Here is Leibniz’s insight about the limitations of a thoroughgoing materialism w/r/t human action: we know that we act, not merely as caused, but also for reasons. Kant, however, perhaps because of his metaphysical parsimony, doesn’t adopt Leibniz’s notion of two complementary but causally-insulated orders. Instead, he simply notes that we characterize a single action from two distinct, and indeed incompatible vantages. Consider “a malicious lie”:

Although we believe that the action is thus determined [by “defective education, bad company,” etc.], we none the less blame the agent, not indeed on account of his unhappy disposition, nor on account of the circumstances that have influenced him, nor even on account of his previous way of life…our blame is based on a law of reason whereby we regard reason as a cause that irrespective of all the above-mentioned empirical conditions could have determined, and ought to have determined, the agent to act otherwise. This causality of reason we do not regard as only a cooperating agency, but as complete in itself, even when the sensuous impulses do not favor but are directly opposed to it (449).

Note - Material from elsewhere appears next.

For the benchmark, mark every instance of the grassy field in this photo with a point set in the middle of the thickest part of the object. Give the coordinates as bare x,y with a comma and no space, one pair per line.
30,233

In some ways, Kant takes a step back towards Pascal, emphasizing the radical distinction of the kingdom of nature from the “kingdom of ends,” of the “given” from the “space of reasons” (as Sellars would later term it). Leibniz’s account is Aristotelian by comparison, emphasizing the mutual intelligibility of passions and reasons.

Kant surely viewed his metaphysical parsimony as a great strength of his account of freedom, but I see it as rendering that account inherently unstable. For instance, he writes, “These requirements [of empirical causal necessity] are not in any way infringed, if we assume, even though the assumption should be a mere fiction, that some among the natural causes have a faculty which is intelligible only” (445). And at the end of this section, he can only claim that “causality through freedom is at least not incompatible with nature” (449). But that reticence serves to render problematic and dubious something that we all know to be luminously true: human persons act for reasons and so can be morally praise- or blameworthy; they also have know necessary truths, and so belong to a realm that stands outside the merely contingent. This is part of the data of common sense which philosophy ought to interpret, not explain away.